Commentaire de gestion - Decembre 2023

 Alors que les marchés avaient été quelque peu malmenés en octobre suite au discours de fermeté de Jérôme Powell tenu à Jackson Hole l’été dernier (le Président de la Fed n’excluait pas alors de relever davantage les taux si les pressions inflationnistes restaient trop élevées), les principaux indices, contre toute attente, ont fini l’année en apothéose, en venant s’approcher de leurs plus hauts historiques. La résilience de l’économie américaine, la poursuite de la décrue de l’inflation et surtout la décision des banques centrales en décembre de laisser les taux inchangés expliquent très largement ce retournement spectaculaire de la conjoncture boursière qui n’avait pas connu un tel rallye haussier de fin d’année depuis des lustres !

Autre facteur favorable aux bourses mondiales : les marges des entreprises se sont maintenues à de hauts niveaux et les perspectives de profit de nombreuses sociétés demeurent élevées malgré le ralentissement de la croissance mondiale et les tensions géopolitiques actuelles. Un constat particulièrement vrai pour les secteurs du luxe et des nouvelles technologies. En ce qui concerne le CAC 40, les trois sociétés les plus importantes en termes de capitalisation, à savoir LVMH, l’Oréal et Hermès, ont vu leurs cours progresser respectivement de +7,9%, +35,1% et +32,8%. Or, à elles seules, ces valeurs pèsent près d’un tiers dans la composition de l’indice !

Par ailleurs, les cours de bourse ont été stimulés par les programmes de rachats d’action poursuivis par de nombreuses entreprises. Selon les calculs de S&P Global – société américaine spécialisée dans l’information financière –, les entreprises dont les actions entrent dans la composition du S&P 500 ont racheté pour 576 milliards de dollars d’actions au cours des trois premiers trimestres 2023, un montant certes en baisse par rapport à 2022 mais qui demeure considérable !

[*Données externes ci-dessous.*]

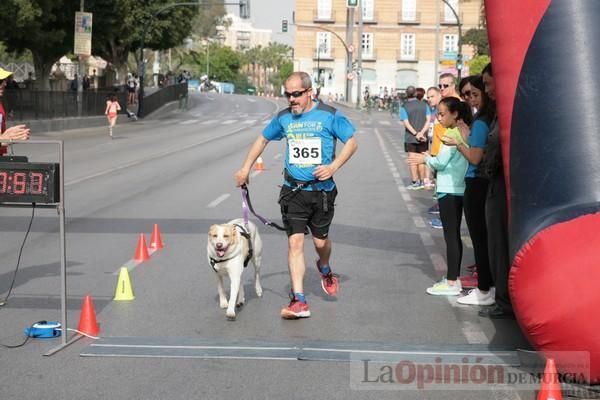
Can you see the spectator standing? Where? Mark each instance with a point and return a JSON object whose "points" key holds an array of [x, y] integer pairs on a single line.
{"points": [[451, 167], [17, 132], [496, 213], [476, 189], [415, 116]]}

Signalons enfin la bonne tenue des marchés obligataires portés au dernier trimestre par la poursuite de la baisse des taux engagée depuis la mi-octobre. Confortés par les premiers succès rencontrés dans la lutte contre l’inflation et les dernières déclarations des banques centrales, les investisseurs tablent aujourd’hui sur une première série de baisses des taux d’ici la fin du 1er semestre. Un scénario qui, s’il apparaît aujourd’hui réaliste, doit cependant être pris en compte avec une certaine prudence car étroitement dépendant de l’ampleur et de la durabilité du ralentissement économique actuel (même si la perspective d’un « soft landing » de l’économie américaine semble aujourd’hui l’hypothèse privilégiée par une majorité d’économistes). La solidité du marché du travail US pourrait en effet réactiver les pressions salariales, soutenant une inflation plus élevée. L’objectif de la Fed de revenir à une inflation à 2% sera sans doute plus long et plus difficile à atteindre que ce que les marchés anticipent aujourd’hui. 

Dans ce contexte, si la tendance désinflationniste apparaît à ce stade bien engagée et avec elle la perspective d’une baisse des taux fondamentalement favorable aux actifs risqués, il importe de ne pas occulter trop vite le manque de visibilité qui caractérise toujours l’évolution des économies occidentales. Avant de reprendre le chemin de la hausse, les marchés attendront sans doute les prochaines publications de résultats pour appréhender plus précisément l’impact du ralentissement actuel sur la croissance bénéficiaire des entreprises.